Me and Earl and the Dying Girl by Jesse Andrews (a book with a break up)
Clearly I am running out of squares. I’m going to have to be more selective about the books I read in order to try to fill this dang card up. This was a stretch, considering the break up was tiny and irrelevant, but STILL A BREAK UP. This book is written in such a fun way; Jesse Andrews has a really unique, self-deprecating style that I actually enjoyed. He walks the fine line being so complain-y and self loathsome that he’s annoying, but manages to keep it readable and entertaining rather than obnoxious. I can’t wait to see what else he ends up writing.
(sidenote: what a phenomenal book cover)
Landline by Rainbow Rowell (a book that made you cry)

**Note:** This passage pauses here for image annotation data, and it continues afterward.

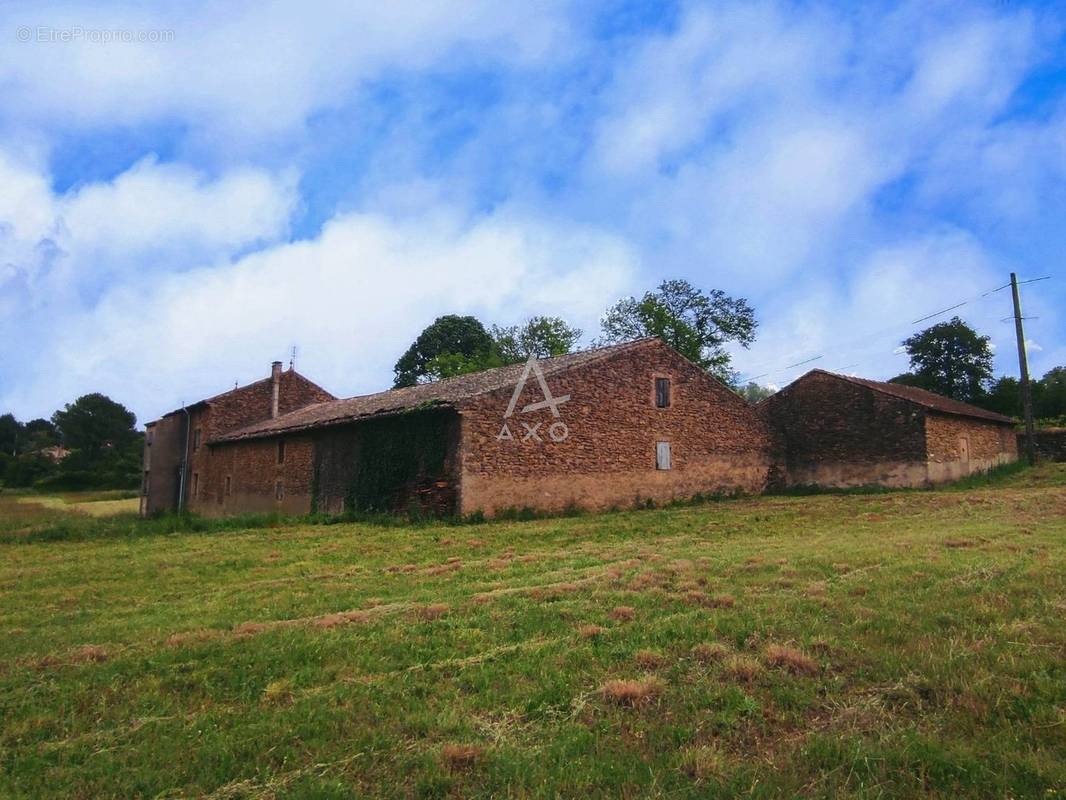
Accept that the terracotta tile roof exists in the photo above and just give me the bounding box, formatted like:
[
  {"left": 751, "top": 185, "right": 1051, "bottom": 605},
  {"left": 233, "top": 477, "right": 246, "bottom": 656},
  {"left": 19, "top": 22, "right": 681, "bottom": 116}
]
[
  {"left": 158, "top": 369, "right": 333, "bottom": 427},
  {"left": 800, "top": 369, "right": 1015, "bottom": 425},
  {"left": 213, "top": 337, "right": 658, "bottom": 442}
]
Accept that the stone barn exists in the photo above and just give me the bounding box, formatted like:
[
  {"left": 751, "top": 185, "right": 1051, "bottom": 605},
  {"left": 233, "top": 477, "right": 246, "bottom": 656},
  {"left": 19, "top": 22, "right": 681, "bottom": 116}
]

I’m lucky this book made me tear up, otherwise I would’ve had no where to put it on this card. You all know how I’ve had mixed feelings about Rowell: first being completely smitten with her (Fangirl) and then being severely disappointed and bored (Eleanor & Park). Landline brought me right back to where I was after Fangirl – sonce again I am quite a fan of Rowell and I would like her to write my life into a love story. Her novels are clearly my outlet for my hopeless romanticism. I hope she spits out another one soon so I can engulf myself in it (or I’ll probably just go read Attachments…). Definitely A+ work, especially for the upper end of the YA age bracket (again, sort of a stretch, but I’m counting it as YA since it’s by Rowell who is clasically a YA writer); I don’t tend to enjoy books about older people (cough people my age cough) but I really liked this, despite some lack of relatability.
ALSO, I officially got BINGO upon finishing Hitchhiker’s Guide. So congratulations to ME.